Dans cet écosystème elle n’est pas cachée des yeux de tout.es.
C’est un être en vie qui a croisé la mort sur son chemin et
s’est arrêté à l’endroit même de sa rencontre.
Comme si le corps une fois mort ne valait plus rien,
une enveloppe fragile,
offerte.

Les hindouistes ont sans doute beaucoup observés les animaux avant de parler. Ils se souviennent peut-être des animaux qu’ils sont.
En étant ici je me souviens.

Le bruit de la mer camoufle les autres bruits,
et quand tout se vide, je me sens aux aguets.
Au milieu de la mer, si je suis là, c’est qu’un prédateur peut y être.

Toujours le même.

18h
L’eau appelle vers elle,
une attraction physique,
un pas de plus,
encore un instant.
Happé à rester mais dérangé par la survie.

Terrifiante
Terrible
Terreur
Terrassée

Pourquoi tous ces mots d’épouvante ont leur racine commune dans la terre ?

Lorsqu’elle n’a plus de prise sur le corps,
elle envoi une décharge,
un frisson de peur.
Encore une minute.
Je reviens sur mes pas, mais je ne rentre pas tout de suite.
Le sémaphore est dans mon dos.
Une minute encore.

*Liens au corps (triés)
*Notions anxiogènes (pas triées)
*Notions liées au souffle / voix
(pas triées mais à laisser)
*«Comme» (pas triées mais à laisser)
C’est comme marcher sur un corps sans os.
Comme pour se faire disparaître, se fondre
Comme une matière pour me retrouver animal à l’affut.
Comme si le corps une fois mort ne valait plus rien,
Ce soir est comme tous les soirs, seule la tempête monte
Ce soir est comme tous les soirs,
Comme une terre où se rend l’âme des morts

*Mots accumulés du rêve(pas triés)

En juin dernier, je reçois l’invitation surprise de Finis terrae de me rendre au plus vite sur l’île de Ouessant pour une résidence d’un mois dans son Sémaphore.
Trois jours et quelques heures plus tard, me voici sur l’île, retour des courses, deux sacs, à tâtons dans la brume.
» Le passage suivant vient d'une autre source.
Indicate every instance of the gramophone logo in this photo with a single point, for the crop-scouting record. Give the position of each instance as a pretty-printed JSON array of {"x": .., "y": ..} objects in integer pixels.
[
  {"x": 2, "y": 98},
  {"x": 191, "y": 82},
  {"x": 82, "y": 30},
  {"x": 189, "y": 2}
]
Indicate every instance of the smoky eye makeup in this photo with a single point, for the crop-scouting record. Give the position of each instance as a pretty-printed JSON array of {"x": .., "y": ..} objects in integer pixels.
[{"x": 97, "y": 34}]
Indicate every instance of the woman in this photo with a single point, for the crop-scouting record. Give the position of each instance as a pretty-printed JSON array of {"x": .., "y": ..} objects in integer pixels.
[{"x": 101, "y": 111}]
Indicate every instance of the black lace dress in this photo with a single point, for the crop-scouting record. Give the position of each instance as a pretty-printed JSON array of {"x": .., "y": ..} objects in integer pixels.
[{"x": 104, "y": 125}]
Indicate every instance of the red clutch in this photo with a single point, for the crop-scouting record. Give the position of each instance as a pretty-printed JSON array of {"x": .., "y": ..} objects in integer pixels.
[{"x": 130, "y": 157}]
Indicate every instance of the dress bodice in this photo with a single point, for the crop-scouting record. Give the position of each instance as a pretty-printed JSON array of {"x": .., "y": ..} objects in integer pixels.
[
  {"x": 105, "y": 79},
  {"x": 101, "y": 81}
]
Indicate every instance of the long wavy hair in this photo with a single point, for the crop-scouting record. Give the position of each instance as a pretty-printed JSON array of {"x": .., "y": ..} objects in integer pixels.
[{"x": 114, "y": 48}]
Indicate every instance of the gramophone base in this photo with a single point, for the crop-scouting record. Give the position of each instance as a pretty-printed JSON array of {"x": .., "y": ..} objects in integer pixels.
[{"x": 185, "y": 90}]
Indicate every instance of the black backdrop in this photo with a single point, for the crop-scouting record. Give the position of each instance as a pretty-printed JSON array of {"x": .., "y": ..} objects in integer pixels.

Le phare et son sémaphore, tout ce qui est à plus de trente mètres de moi disparaît sous mes yeux.
Lorsque la vue se dégage, le silence laisse place au son continu : perception auditive spatiale quasi inexistante.
Instantanément s’engage une expérience intensive de soi à soi, aux éléments naturels et à la terre. Persuadée de me trouver sur un corps immense, s’entame une reconnexion avec les instincts et perceptions qui font de moi un animal de ce monde avant tout.
Rapidement, des ressentis contradictoires se répandent – entre incertitude et prise de confiance, crainte et dépassement, agitation nocturne et émerveillement – et se superposent à mon engouement pour le thriller grec laissant apparaitre les premières images et sonorités d’un ciné-concert revisité.